On Wednesday, 3 August 2016 at 05:44:42 UTC, ag0aep6g wrote:
On 08/02/2016 11:48 PM, Mark Twain wrote:
global ImmutableArray!int Data;


MutableArray!int DataCopy = Data.Copy; // Creates a mutable copy of Data.
... Do work with DataCopy ...
Data.Replace(DataCopy); // Makes a copy of DataCopy.

What benefit do ImmutableArray and MutableArray have over built-in arrays? The thing above can be done with built-in arrays:

----
immutable(int)[] Data;
int[] DataCopy = Data.dup; // Creates a mutable copy of Data.
... Do work with DataCopy ...
Data = DataCopy.idup; // Makes a copy of DataCopy.
----


The built in array is mutable and exposes the same interface for the immutable copy. The only difference is that the immutable copy is marked immutable.

My method changes the interface.
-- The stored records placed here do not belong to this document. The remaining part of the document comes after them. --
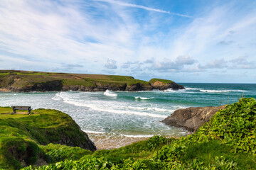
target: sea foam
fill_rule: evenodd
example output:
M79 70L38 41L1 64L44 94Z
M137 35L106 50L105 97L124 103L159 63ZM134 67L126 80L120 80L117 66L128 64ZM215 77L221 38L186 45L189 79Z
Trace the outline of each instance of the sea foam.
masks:
M109 90L106 90L106 91L104 92L104 95L105 95L105 96L112 96L112 97L116 97L116 96L117 96L117 94L112 94L112 93L110 92Z

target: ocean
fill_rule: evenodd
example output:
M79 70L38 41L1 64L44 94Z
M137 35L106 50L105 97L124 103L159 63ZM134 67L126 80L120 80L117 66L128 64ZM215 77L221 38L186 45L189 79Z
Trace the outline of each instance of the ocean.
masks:
M180 137L188 132L161 122L188 107L233 103L256 98L256 84L180 83L186 89L164 91L0 93L0 106L54 108L70 115L98 149L113 149L159 135Z

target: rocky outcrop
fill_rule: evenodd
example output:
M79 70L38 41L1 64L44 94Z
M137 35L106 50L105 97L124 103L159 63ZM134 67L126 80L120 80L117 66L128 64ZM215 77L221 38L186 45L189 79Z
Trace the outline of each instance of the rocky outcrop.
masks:
M224 109L225 106L218 107L190 107L178 109L170 116L163 120L165 124L176 128L183 128L188 131L196 131L220 109Z
M0 70L1 72L1 70ZM132 76L85 74L2 71L0 91L151 91L154 89L183 89L182 85L171 80L153 79L149 82Z
M125 91L151 91L153 90L153 86L150 85L145 85L143 84L137 83L132 85L128 85Z
M154 89L159 89L161 91L169 89L171 89L173 90L185 89L183 86L178 84L175 82L164 84L159 81L157 81L153 84L151 84L151 86L154 87Z
M152 79L149 81L149 83L154 89L166 90L171 89L173 90L185 89L184 86L175 83L171 80Z

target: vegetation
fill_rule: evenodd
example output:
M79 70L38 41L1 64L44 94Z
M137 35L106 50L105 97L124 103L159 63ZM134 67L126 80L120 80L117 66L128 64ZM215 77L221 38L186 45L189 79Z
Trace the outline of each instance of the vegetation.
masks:
M156 81L160 81L163 84L169 84L169 83L174 82L171 80L161 79L152 79L149 80L149 83L151 83L151 84L154 84Z
M0 88L7 88L11 90L26 88L38 90L37 86L56 86L50 89L53 91L60 91L63 87L69 86L82 86L95 87L97 86L122 86L124 84L131 86L135 84L149 86L146 81L134 79L132 76L111 76L85 74L68 74L37 72L16 70L0 71ZM50 84L53 84L52 86ZM44 90L43 90L44 91Z
M186 137L155 136L79 160L25 169L256 169L255 118L255 100L241 98Z
M6 111L9 108L1 109L0 110ZM9 119L4 118L1 122ZM9 125L12 132L5 132L1 128L0 132L4 135L1 135L0 139L1 141L7 140L8 137L9 142L20 146L16 149L21 152L28 146L35 147L37 152L47 155L45 157L48 157L50 163L37 167L31 165L24 169L256 169L255 121L255 99L242 98L227 106L225 109L220 110L196 132L180 139L154 136L119 149L98 150L93 153L78 147L54 144L38 144L37 148L34 142L28 144L23 142L33 139L24 135L26 130L24 134L18 132L21 137L17 137L18 130L12 129L18 125L14 121ZM22 125L20 125L22 128ZM7 135L10 133L12 135ZM9 146L11 145L12 143ZM3 146L7 145L1 144L0 160L7 160L9 155L3 154ZM36 159L36 154L31 155L33 157L27 161L31 164Z
M73 146L80 146L87 142L75 121L58 110L37 109L31 115L26 111L14 115L11 113L9 107L0 108L0 168L20 169L23 165L33 164L39 157L48 163L62 160L62 157L55 159L46 154L44 150L48 150L41 144L60 142L63 139L68 139L66 144ZM51 145L48 147L53 148ZM54 147L62 148L59 145ZM65 149L68 150L68 147L65 146ZM75 155L91 153L79 149L82 152L77 152ZM68 157L75 159L77 156Z

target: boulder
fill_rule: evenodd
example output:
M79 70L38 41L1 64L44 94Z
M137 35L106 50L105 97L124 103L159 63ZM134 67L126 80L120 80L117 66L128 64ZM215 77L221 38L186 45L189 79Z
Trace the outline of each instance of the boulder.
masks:
M149 81L149 83L154 89L161 91L169 89L171 89L173 90L185 89L183 86L178 84L171 80L152 79Z
M225 106L218 107L190 107L175 110L170 116L162 120L165 124L176 128L183 128L191 132L196 131L220 109Z

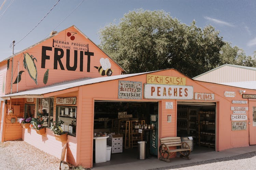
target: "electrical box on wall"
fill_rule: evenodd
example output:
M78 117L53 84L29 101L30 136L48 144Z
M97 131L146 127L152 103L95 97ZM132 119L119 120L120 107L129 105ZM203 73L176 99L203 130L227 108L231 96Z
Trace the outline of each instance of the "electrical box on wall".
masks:
M8 109L8 114L9 115L13 115L13 109L9 108Z
M19 122L19 119L22 118L22 117L17 118L17 122Z
M13 105L13 115L18 115L20 114L20 106L19 105Z
M11 119L11 123L15 123L15 121L16 120L16 119L15 118L12 118Z

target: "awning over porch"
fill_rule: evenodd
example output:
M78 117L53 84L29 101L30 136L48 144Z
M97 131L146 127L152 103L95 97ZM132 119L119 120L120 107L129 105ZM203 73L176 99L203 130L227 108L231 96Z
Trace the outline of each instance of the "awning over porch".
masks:
M1 99L8 100L10 98L43 98L44 97L44 95L52 92L61 91L81 86L131 77L155 71L157 71L127 74L122 74L95 78L85 78L73 81L62 82L58 83L57 84L43 87L28 90L20 92L6 95L1 96Z

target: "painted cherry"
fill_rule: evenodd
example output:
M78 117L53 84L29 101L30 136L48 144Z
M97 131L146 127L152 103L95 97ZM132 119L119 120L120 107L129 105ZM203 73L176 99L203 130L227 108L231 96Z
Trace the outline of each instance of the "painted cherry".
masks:
M70 39L71 40L74 40L75 39L75 36L72 36L70 37Z
M74 34L72 35L71 33L73 33ZM67 35L68 37L70 37L70 39L73 40L75 39L75 37L74 35L75 34L77 34L77 33L74 32L68 32L68 33L67 33ZM72 35L72 36L71 36L71 35Z

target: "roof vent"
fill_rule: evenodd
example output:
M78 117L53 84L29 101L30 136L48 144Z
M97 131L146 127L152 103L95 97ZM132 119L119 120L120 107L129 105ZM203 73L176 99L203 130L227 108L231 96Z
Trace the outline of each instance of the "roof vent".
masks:
M50 36L52 36L52 35L53 35L54 34L56 34L57 32L57 32L57 31L53 31L50 33Z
An "immutable" type has an immutable interface while a mutable type has a mutable interface.

For simple types, and value types, there is obviously no advantage... their interfaces are essentially empty/DNE.

[...]
void foo()
{
    MutableArray!int Data;
    scope(Exit) Data.Reuse();
}

Reuse can simply mark the memory reusable rather then freeing it. This memory can then be reused the next time foo is called(or possibly use
the stack for memory).

As far as I see, "marking for reuse" is practically the same as freeing here. If Data were static, there could be a difference.

For built-in arrays, you can mark an array for reuse by setting the length to 0 and calling assumeSafeAppend, like so:

No again. Data in the example above is a local variable that allocates memory that would generally be free'ed at the end of the function call. Hence every call to foo results in a malloc/free pair for Data. By reusing the memory, if possible, one can potentially skip the malloc/free. Therefore instead of potentially thrashing the memory pool, after a few runs of foo, Data would generally not allocate.

When one has hundreds of functions allocating and deallocating memory, this is a big deal. This is effectively caching or similar memory pooling.

Your assumeSafeAppend works while the object is in existence. This thing works between the existence of the object.